| Author(s) | Collection number | Pages | Download abstract | Download full text |
|---|---|---|---|---|
| Hileta I. V., Коминар Т. Н. | № 2 (71) | 155-165 |
|
|
This article is devoted to the analysis of modern methods for optimizing computer vision models for deployment on edge devices with limited computational resources. The key approaches to adapting YOLO (You Only Look Once) family models for edge platforms such as Orange Pi 5 and Raspberry Pi 5 using hardware neural network accelerators (NPU, TPU, VPU) are examined. Special attention is paid to model compression methods, including quantization (INT8, FP16), structural and non-structural pruning, knowledge distillation, and computational graph optimization. Inference delegation systems are analyzed, including TensorRT, RKNN Toolkit, and Edge TPU Delegate, which ensure efficient use of specialized accelerators for real-time object detection.

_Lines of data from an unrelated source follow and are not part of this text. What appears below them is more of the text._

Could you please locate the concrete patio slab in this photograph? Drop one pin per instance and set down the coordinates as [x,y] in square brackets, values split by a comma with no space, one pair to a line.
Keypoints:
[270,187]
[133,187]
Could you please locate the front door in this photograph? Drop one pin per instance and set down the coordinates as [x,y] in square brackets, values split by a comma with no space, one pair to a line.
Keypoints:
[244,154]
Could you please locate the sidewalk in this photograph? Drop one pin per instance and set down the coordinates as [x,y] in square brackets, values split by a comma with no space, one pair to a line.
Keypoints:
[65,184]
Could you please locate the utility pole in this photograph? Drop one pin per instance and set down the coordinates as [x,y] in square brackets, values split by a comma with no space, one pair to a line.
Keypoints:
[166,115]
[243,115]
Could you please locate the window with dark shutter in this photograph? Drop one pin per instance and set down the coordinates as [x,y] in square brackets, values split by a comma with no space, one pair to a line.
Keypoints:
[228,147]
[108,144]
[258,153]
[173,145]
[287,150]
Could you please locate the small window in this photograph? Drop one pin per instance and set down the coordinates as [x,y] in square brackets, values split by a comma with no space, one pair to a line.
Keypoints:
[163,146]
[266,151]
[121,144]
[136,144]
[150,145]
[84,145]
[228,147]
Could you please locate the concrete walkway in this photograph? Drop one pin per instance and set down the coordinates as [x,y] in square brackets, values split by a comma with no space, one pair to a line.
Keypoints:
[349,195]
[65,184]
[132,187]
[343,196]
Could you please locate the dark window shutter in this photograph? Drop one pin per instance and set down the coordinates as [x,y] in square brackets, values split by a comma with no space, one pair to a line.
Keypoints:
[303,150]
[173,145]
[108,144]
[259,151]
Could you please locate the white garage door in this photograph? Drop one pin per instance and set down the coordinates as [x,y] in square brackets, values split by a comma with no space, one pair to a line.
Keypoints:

The study demonstrates that the application of combined optimization methods allows achieving model size reduction up to 70% while maintaining detection accuracy above 98% of the baseline level. A comprehensive optimization pipeline is proposed, covering stages from dataset preparation to model deployment on the target platform, taking into account energy consumption and computational power constraints. The pipeline includes data collection and annotation, augmentation, stratified sampling, baseline model training, accuracy evaluation, quantization (QAT/PTQ), export to intermediate formats (ONNX, TFLite), inference delegation through specialized toolkits (RKNN, TensorRT, Edge TPU Compiler), edge deployment testing, and performance profiling.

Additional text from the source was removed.